How poignant it is in the week of Armistice Day that we should learn much more about the sad tale of one of Wolves’ heroic wartime players.
Eric Robinson’s name appears among the list of men who helped the club to success and silverware nearly 80 years ago but there’s little about him in Molineux-based literature beyond his basic appearance and goal stats.
We were very grateful therefore to be alerted to a Facebook group that informs us not only what became of him, but also what he looked like and what sort of family he came from.
Eric (right) was born in Burnley in 1919 to parents who both came from Blackpool and played for Fleetwood before joining Wolves as a teenager in the late 1930s.
He came to greater prominence in the historic 1941-42 season, the one in which Major Buckley’s side famously beat Sunderland in the final of the Wartime League Cup, the two matches being watched by a total of 78,000-plus spectators.
Robinson featured in that triumph and then played at Stamford Bridge the following weekend in a special challenge match against London Cup winners Brentford. Tragically, he wouldn’t play for Wolves again following that 1-1 draw.
The 23-year-old had enlisted early in the war, was a member of the East Lancs Regiment and died on active service later that summer.
He played only five Wolves first-team games but the fact he scored three times in the process – all of them across the two legs of the Wartime League Cup semi-final success over Albion – tells us he was quite a prospect and would surely have played League football at Molineux or elsewhere.
And he made headlines when suffering sun-stroke while playing in the challenge match against Brentford at Chelsea. The reason for him going off was given as concussion as the interests of national security meant match reports weren’t allowed at the time to refer to the weather conditions.
In an era in which players’ shirt numbers related much more closely to the positions they actually lined up in, Robinson played in different roles, both for Wolves and his other clubs, and appears to have had experience of taking penalties.
We can see from the two line-ups below, for example, that he was switched even in the two matches of the Wartime League Cup final.
Wolves’ team for the drawn first leg at Roker Park was: Sidlow, Robinson, Dowen, Thornhill, Galley, Dorsett, Broome, McIntosh, Westcott (2), Stevenson, Mullen.
And at Molineux, they lined up as follows in their 4-1 victory: Sidlow, Dowen, Taylor, Robinson, Galley, Dorsett, Broome (1), McIntosh, Westcott (1), Rowley (2), Mullen.
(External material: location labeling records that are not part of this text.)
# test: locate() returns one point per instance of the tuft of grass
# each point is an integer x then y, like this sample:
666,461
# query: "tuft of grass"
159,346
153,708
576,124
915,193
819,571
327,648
Eric also played for York (13 games, three goals) and Huddersfield during the hostilities, possibly as a guest, having played for Wolves Reserves in his teens before war was declared.
“(My Uncle) Eric was ten years older than my dad and the only one of his many brothers that I never met,” said Bev Carroll through a Facebook group dedicated to amateur sport in the Blackpool and Fylde area.
“He had left to play for Wolves when my dad was only 10. My dad died in 2018 but we often discussed his sporting family and he wrote notes for me. He was very proud of Eric, who drowned, aged 23, while trying to save some recruits who had been swept into the River Derwent.”
The tragedy occurred on August 20, 1942, less than three months after the Wartime League Cup final, when he and colleagues from the 1st Battalion, Lancashire Regiment were undergoing training exercise on the banks of the Derwent, near Malton in Yorkshire.
The men were ordered to cross the river in full battle gear, many apparently couldn’t swim and Eric was one of five soldiers who drowned.
He was buried in his hometown of Marton near Blackpool.